My advice would still be the same. Yet, I understand since you have this GI bill, you want to get the max out of it since it is for a year. Here is my suggestion: semester one- take general biology I, general chemistry I. summer semester take general physics I and do part-time summer work. (save your money since you still have the GI bill here). semester two- take general chemistry II, general biology II, physics II (do this one only if you did very well in semester one courses and have a solid grasp of the materials learned). So now at this point, you only have Organic chemistry I and II left to take. I suggest taking organic chemistry by themselves since it is very challenging. Keep in mind I still recommend not taking three classes at a time, yet I understand your situation. As for Physics during the summer, find out which instructor is generous in their grading system. My physics I instructor only wanted to see the set up of solving a physics problem on the exam. Whether the answer was correct or not wasn’t an issue. On the other hand, my physics II instructor wanted the answers correct regardless of how the set up was. Guess which class I got an A in?
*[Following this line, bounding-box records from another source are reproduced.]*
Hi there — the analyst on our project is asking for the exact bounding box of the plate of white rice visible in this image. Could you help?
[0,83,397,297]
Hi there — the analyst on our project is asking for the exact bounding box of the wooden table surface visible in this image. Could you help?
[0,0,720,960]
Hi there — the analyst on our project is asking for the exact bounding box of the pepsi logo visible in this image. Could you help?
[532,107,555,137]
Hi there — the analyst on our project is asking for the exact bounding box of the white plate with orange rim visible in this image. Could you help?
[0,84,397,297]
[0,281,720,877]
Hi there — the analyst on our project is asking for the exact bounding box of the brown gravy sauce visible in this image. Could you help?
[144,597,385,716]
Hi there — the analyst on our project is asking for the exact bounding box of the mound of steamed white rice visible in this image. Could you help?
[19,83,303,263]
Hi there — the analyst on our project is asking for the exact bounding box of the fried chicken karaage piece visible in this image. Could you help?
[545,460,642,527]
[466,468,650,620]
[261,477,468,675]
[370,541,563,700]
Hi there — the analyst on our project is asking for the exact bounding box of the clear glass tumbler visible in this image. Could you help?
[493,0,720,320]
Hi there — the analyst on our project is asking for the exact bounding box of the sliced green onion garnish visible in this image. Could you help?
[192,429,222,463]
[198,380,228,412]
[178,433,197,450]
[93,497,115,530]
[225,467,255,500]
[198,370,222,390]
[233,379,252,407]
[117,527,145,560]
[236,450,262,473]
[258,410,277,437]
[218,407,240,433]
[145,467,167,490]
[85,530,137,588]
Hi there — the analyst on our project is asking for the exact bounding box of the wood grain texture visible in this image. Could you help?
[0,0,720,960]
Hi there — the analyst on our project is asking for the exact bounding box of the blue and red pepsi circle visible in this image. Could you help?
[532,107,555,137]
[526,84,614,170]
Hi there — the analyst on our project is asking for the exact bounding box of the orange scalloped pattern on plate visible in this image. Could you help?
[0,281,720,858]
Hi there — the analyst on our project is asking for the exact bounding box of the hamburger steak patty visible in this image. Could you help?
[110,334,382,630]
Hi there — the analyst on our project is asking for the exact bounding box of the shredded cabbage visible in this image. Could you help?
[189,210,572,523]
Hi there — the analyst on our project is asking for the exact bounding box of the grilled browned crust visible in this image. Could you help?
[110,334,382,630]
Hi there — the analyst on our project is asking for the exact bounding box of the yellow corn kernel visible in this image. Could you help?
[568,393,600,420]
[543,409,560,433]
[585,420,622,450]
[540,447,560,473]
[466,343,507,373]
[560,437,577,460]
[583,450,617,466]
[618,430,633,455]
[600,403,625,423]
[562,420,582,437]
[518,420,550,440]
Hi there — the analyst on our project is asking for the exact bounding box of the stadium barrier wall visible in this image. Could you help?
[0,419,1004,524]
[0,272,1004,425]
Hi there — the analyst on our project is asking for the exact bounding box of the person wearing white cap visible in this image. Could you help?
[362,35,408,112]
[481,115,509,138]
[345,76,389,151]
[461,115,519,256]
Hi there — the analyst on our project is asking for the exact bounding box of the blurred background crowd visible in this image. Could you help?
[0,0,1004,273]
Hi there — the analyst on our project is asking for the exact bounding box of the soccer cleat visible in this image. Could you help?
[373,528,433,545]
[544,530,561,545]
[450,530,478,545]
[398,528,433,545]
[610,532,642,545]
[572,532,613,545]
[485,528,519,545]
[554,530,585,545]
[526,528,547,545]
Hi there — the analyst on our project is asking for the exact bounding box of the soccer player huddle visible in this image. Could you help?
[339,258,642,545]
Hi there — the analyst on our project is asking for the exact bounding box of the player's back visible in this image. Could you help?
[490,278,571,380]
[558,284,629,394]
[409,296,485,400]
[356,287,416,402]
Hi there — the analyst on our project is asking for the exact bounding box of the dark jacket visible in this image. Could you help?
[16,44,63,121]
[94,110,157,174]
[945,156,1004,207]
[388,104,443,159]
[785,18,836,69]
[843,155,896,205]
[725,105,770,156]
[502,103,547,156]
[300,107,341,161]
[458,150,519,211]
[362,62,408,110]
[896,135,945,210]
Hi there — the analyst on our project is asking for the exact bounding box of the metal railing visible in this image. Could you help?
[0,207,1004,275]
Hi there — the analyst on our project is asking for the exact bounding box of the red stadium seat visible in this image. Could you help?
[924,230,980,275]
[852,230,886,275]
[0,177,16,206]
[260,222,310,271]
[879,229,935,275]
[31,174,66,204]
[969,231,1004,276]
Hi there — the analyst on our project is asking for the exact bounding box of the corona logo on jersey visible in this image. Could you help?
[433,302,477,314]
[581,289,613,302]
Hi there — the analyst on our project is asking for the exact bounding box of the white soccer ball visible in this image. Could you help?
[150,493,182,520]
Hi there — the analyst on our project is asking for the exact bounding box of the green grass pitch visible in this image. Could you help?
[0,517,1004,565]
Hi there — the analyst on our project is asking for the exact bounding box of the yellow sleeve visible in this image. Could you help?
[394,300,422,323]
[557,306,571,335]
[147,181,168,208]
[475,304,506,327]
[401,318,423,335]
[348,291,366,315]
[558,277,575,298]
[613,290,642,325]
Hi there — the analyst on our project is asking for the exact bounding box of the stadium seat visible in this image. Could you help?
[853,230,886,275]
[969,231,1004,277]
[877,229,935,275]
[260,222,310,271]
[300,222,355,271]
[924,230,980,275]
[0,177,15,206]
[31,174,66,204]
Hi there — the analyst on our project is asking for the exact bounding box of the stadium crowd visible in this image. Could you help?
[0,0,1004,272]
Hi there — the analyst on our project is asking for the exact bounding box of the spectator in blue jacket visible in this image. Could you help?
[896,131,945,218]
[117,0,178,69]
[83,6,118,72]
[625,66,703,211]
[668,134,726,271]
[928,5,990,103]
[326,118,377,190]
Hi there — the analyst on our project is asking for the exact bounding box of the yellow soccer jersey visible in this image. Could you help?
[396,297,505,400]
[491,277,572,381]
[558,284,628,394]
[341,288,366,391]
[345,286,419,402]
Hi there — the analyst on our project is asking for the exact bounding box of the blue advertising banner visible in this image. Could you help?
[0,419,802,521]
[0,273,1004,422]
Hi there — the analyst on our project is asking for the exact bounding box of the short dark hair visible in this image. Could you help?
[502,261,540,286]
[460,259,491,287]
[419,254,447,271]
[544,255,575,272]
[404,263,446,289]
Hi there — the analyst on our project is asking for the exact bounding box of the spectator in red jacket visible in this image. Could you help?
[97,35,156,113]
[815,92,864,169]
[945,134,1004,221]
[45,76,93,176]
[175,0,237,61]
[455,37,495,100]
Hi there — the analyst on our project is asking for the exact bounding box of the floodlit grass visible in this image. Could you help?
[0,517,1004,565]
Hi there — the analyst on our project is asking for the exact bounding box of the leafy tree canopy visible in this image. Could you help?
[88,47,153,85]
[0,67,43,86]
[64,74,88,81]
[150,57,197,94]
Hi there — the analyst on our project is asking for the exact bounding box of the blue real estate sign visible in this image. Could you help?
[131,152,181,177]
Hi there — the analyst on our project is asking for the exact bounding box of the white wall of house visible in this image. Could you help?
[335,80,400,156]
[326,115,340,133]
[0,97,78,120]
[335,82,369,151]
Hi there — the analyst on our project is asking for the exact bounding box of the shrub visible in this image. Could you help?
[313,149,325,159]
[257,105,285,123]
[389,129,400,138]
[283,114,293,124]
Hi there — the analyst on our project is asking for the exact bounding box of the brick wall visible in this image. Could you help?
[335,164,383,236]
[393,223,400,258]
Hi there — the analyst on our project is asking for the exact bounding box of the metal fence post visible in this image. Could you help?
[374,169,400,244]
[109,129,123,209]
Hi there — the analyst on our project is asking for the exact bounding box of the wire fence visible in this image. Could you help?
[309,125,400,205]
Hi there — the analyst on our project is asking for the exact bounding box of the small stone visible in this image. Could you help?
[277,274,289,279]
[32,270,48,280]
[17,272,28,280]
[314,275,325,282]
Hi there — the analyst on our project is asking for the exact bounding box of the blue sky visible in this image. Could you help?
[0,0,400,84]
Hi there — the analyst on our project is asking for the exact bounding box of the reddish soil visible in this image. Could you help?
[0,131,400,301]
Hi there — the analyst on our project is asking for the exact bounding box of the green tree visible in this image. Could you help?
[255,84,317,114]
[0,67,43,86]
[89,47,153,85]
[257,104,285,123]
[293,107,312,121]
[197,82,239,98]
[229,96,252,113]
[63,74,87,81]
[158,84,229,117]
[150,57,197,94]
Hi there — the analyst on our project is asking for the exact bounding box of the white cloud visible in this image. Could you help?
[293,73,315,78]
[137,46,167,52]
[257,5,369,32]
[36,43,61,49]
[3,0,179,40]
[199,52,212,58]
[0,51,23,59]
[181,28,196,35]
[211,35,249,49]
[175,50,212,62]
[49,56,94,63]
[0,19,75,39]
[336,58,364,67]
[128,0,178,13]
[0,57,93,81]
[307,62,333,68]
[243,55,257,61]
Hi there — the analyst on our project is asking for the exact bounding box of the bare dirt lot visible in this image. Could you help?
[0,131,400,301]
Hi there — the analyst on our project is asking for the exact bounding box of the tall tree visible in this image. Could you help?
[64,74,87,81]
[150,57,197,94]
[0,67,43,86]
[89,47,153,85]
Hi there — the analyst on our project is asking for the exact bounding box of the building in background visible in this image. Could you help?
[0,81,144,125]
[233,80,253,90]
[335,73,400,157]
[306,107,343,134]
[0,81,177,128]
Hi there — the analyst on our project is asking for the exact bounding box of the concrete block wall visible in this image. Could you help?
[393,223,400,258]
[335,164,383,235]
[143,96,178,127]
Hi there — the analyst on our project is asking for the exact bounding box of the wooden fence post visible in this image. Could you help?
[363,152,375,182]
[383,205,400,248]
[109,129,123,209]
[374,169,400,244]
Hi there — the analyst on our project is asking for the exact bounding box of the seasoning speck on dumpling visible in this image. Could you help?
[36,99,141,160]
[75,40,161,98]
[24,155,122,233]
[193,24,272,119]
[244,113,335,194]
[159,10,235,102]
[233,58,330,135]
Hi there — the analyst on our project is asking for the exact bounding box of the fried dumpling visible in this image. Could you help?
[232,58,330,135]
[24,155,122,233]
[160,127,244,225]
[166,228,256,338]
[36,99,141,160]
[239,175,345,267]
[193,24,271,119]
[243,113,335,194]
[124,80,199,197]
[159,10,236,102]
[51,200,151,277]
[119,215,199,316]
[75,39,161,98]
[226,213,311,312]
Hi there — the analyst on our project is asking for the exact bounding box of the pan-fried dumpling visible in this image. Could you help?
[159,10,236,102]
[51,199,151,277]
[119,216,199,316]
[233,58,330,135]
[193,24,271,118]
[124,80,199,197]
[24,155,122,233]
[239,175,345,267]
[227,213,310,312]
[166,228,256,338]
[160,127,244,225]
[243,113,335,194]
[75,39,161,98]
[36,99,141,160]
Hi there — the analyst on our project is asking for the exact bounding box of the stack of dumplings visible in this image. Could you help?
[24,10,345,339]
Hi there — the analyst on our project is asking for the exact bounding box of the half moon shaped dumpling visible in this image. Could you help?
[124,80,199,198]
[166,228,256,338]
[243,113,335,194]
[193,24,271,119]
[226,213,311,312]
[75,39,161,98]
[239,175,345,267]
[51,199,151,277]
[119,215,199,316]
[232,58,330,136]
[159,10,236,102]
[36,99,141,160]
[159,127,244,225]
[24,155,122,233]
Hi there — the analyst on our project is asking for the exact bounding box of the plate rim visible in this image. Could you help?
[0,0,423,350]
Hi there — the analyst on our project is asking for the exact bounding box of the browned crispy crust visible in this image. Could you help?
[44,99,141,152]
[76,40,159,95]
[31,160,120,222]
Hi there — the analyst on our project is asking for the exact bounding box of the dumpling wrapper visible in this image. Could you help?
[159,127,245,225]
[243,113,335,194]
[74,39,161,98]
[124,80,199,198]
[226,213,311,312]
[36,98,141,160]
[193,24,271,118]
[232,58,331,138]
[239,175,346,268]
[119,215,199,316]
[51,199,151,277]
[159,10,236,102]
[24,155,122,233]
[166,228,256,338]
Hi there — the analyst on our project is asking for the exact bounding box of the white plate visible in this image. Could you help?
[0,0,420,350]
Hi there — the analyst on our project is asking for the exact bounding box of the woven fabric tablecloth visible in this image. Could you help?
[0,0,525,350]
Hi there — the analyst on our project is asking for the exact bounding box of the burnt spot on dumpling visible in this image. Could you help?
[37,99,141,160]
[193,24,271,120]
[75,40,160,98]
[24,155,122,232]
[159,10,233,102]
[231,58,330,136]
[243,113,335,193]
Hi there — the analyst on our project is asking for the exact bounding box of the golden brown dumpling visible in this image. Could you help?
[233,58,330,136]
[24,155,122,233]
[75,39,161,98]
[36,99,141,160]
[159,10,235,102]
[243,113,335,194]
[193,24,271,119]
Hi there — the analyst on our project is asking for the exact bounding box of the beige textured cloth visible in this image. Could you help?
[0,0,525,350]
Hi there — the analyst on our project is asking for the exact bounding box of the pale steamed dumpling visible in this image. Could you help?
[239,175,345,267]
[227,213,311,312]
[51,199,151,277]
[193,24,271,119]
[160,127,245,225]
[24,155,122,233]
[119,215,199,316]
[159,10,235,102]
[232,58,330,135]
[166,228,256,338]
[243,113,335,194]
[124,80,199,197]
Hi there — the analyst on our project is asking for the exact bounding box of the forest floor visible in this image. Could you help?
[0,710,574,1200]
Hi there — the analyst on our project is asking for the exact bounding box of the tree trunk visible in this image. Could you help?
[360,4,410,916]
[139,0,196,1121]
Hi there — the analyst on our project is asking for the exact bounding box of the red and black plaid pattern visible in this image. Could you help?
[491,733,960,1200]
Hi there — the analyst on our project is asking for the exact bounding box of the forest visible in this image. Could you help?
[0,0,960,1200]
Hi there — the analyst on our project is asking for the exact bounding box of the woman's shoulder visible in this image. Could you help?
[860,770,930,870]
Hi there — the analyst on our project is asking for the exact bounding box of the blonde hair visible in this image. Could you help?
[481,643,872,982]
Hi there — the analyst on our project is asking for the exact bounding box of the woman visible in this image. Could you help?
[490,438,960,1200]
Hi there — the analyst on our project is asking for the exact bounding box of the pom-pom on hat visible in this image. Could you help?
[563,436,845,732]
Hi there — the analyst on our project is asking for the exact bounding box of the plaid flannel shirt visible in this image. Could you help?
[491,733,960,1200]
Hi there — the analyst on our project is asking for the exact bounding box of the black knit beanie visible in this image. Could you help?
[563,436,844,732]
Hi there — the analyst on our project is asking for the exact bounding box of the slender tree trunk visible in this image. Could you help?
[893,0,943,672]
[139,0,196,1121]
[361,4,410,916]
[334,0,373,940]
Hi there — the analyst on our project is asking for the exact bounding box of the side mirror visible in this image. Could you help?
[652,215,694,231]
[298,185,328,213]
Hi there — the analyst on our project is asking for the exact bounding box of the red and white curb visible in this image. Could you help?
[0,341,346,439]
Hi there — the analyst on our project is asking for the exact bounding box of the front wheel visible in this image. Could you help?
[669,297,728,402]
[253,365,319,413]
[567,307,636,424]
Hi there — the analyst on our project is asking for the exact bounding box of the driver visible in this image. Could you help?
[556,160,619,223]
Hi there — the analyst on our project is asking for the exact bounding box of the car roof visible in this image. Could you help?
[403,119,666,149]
I took bio, o-chem, and physics together (took gen chem sequence the prior summer). It can be grueling, but it is managable and I did well in all (1 B, 5 A’s). I did this while working limited part time (about 12 hours per week). You will need to decide what you’ve got in you and whether you’ve got the background to do it. I love math and had still remembered my trig and algebra very solidly so physics was just a lot of fun for me and didn’t feel like work. However, had I tried to take a microbio or biochem class in place of physics I think it would have buried me. I think it’s different for each person.

Also, if you’re going to do it, be prepared to do A LOT of homework!! There are tons of problems to do in both gen chem and physics, not to mention all the lab prep and reports you will need to prepare.

As a little side note, I would definitely not recommend taking gen chem and physics together unless you believe you have very strong math skills. Gen chem requires some good algebra foundation, and physics requires a solid understanding of trig and algebra.

Best wishes!

Dar, I took microbiology, physics and o-chem together, 13 semester credits in all, labs with each course. I wasn’t trying to hold down a job but I did have my usual job as Mom during that year. I did that during the fall semester and then in the spring did o-chem, physics and MCAT prep. It worked fine for me. I agree with MD2010 (mangling the screen name, sorry) who commented on math skills. I really liked math and so gen-chem was easy for me… although it didn’t make physics easy for me, at least initially. I will tell you that three courses with labs is a LOT even if you don’t have anything else going on. I worked my ass off that semester. Good luck!


Thanks to all three of you for your input, it is greatly appreciated. I still have some time to decide and will take your advice/experience into account. I’m beginning to think I will be at the mercy of the schedule of classes at my university since it isn’t very large and typically only offers a few sections of each course every semester. Thanks again!